When I set_result on a Future that is awaited by some coroutine it doesn’t immediately wake up the coroutine. Instead all Future callbacks are scheduled using loop.call_soon.
Would it be possible to add some kind of Future.eager_set_result/eager_set_exception that would execute all callbacks right away and effectively begin executing awaiting coroutines immediately?
Is there maybe a way to do it now with the current Future implementation. Maybe some hack?
This may be very useful in high level networking libraries that receive data through non-async Protocol.data_received/buffer_updated callbacks. Libraries typically parse new data and at some point want to deliver result to a user coroutine that is awaiting on a Future.
Being able to do it eagerly will reduce overall read latency. Also in some cases it will allow to reference the read buffer of the library through memoryview. and avoid memory copying.
I’m optimizing a hot loop in my Elixir-Python interop project. The Python side loops on await pipe_based_stream_reader.readexactly(n), and schedules code execution via loop.create_task.
The end-to-end[1] latency is dominated by loop.call_soon. I was able to reduce it from ~50 μs to ~39 μs just by calling loop.create_task(..., eager_start=True).
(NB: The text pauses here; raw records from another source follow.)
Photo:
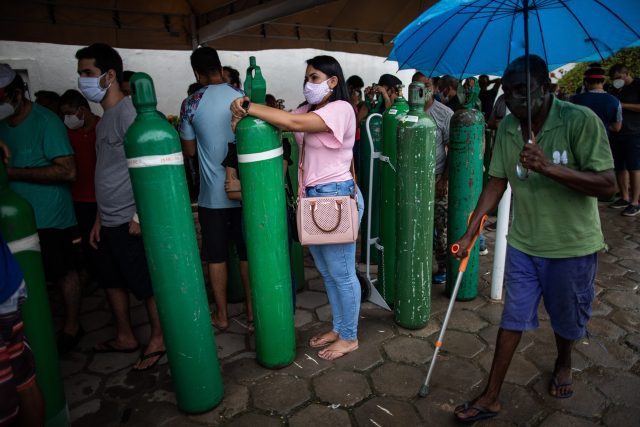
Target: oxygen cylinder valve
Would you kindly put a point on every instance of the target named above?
(417, 94)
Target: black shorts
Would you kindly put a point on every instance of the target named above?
(217, 227)
(626, 152)
(56, 247)
(122, 263)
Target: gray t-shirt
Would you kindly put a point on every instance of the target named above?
(114, 194)
(441, 114)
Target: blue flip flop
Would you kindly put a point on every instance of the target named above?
(482, 414)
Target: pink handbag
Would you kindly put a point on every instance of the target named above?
(326, 220)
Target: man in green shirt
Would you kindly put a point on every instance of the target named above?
(555, 233)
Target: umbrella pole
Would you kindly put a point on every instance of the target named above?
(521, 172)
(527, 65)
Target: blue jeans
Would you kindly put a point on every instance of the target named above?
(565, 284)
(337, 265)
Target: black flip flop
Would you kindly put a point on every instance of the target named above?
(557, 386)
(483, 413)
(159, 354)
(109, 347)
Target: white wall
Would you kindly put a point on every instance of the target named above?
(53, 67)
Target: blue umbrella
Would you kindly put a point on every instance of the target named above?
(470, 37)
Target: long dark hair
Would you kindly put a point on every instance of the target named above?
(329, 66)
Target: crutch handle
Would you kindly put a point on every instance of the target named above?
(455, 248)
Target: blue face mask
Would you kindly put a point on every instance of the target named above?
(91, 88)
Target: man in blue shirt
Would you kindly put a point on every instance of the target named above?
(205, 117)
(606, 106)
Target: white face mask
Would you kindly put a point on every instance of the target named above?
(6, 110)
(72, 121)
(91, 89)
(314, 93)
(618, 83)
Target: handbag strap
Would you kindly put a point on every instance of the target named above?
(301, 173)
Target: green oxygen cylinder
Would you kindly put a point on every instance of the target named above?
(265, 223)
(159, 186)
(18, 225)
(415, 193)
(465, 184)
(255, 86)
(387, 268)
(297, 253)
(375, 128)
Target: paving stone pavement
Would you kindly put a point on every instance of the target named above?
(377, 385)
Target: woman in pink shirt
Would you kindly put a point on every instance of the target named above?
(327, 127)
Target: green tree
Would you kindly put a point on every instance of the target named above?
(573, 79)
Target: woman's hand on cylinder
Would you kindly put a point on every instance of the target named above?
(237, 112)
(236, 107)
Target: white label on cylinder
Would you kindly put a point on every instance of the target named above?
(158, 160)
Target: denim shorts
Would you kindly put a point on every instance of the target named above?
(565, 284)
(342, 188)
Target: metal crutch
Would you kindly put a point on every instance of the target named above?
(424, 390)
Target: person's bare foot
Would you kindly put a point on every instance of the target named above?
(478, 409)
(322, 340)
(338, 349)
(150, 356)
(561, 385)
(219, 322)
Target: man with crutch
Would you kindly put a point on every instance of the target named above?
(555, 234)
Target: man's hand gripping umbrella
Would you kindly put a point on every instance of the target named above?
(461, 250)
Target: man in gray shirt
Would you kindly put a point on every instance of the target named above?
(122, 264)
(441, 114)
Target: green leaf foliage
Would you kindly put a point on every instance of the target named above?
(573, 79)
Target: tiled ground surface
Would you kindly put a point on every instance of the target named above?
(377, 385)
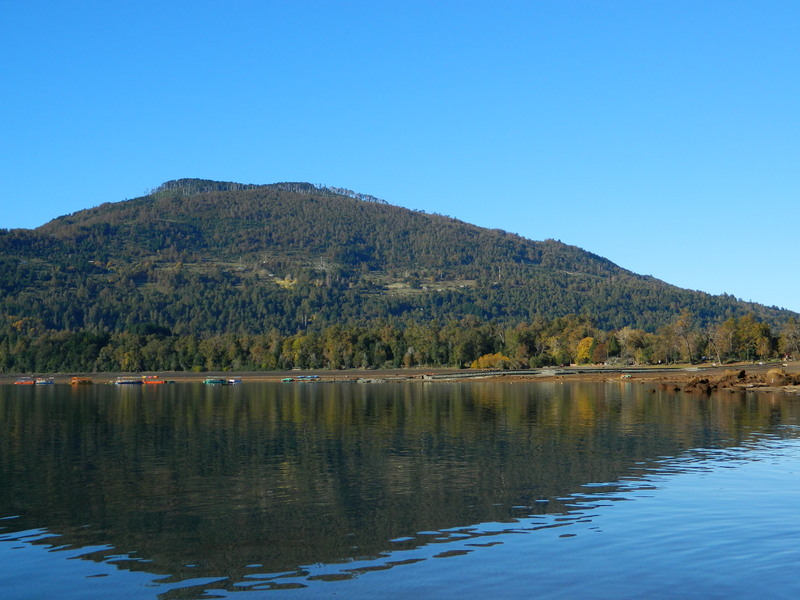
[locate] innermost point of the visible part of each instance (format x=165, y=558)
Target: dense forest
x=215, y=275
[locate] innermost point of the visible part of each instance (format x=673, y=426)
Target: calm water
x=417, y=490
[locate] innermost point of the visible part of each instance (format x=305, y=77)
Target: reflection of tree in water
x=288, y=475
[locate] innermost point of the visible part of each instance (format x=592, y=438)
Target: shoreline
x=706, y=378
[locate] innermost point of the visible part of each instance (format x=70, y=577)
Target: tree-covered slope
x=199, y=256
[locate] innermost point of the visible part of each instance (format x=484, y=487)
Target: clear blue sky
x=663, y=135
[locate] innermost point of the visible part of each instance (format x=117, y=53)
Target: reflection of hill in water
x=289, y=475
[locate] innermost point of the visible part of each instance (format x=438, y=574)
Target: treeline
x=25, y=347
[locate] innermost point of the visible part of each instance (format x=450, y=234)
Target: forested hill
x=204, y=257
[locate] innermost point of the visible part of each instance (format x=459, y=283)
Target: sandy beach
x=690, y=378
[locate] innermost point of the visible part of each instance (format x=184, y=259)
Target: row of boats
x=143, y=380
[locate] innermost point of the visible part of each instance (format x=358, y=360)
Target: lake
x=407, y=490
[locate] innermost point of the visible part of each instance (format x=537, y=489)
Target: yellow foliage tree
x=584, y=350
x=491, y=361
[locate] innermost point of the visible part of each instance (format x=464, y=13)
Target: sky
x=663, y=135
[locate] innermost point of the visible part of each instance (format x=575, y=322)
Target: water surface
x=398, y=490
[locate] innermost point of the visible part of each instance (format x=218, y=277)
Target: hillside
x=199, y=257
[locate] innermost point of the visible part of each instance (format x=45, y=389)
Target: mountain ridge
x=342, y=253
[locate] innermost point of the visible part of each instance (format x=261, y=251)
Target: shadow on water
x=268, y=486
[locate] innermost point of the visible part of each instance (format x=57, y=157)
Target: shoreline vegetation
x=701, y=379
With monkey-patching Future.set_result to @tarasko’s implementation above, I got it down further to ~28 μs.
(Blocking os.reads instead of StreamReader got me to ~22 μs, but that’s problematic for various reasons.)
That is to say, there’s a ton of latency to unlock by skipping loop.call_soon. Just adding Future.eager_set_result is a great step - I could implement a custom StreamReader based on eager Futures. Right now I could only achieve that with callback style, no awaits.
Maybe we could aim for something like loop.set_future_factory(lambda: loop.Future(loop=loop, eager_start=True))? That would nicely mirror how Tasks are treated.
Elixir caller → encoding request → BEAM Port system → pipe → Python → decoding request → eval → encoding response → pipe → BEAM Port system → decoding response → BEAM process send → Elixir caller ↩︎
Yes, totally agree so many things could benefit from eager futures.
To summarize, these are possible API changes for futures that are consistent with the eager task API:
# By default Futures are non-eager, but it is possible to override defaults
# with BaseEventLoop.set_future_factory(factory)
Future(*, loop=None, eager_start=False)
BaseEventLoop.set_future_factory(factory)
BaseEventLoop.get_future_factory()
BaseEventLoop.create_future(**kwargs)
# C implementation that optimize eager futures construction (comparing to pure python lambda: loop.Future(loop=loop, eager_start=True)
asyncio.EagerFutureFactory(loop)
# It is possible to override default and explicitly specify eagerness when result is set
Future.set_future(result, eager_start=None)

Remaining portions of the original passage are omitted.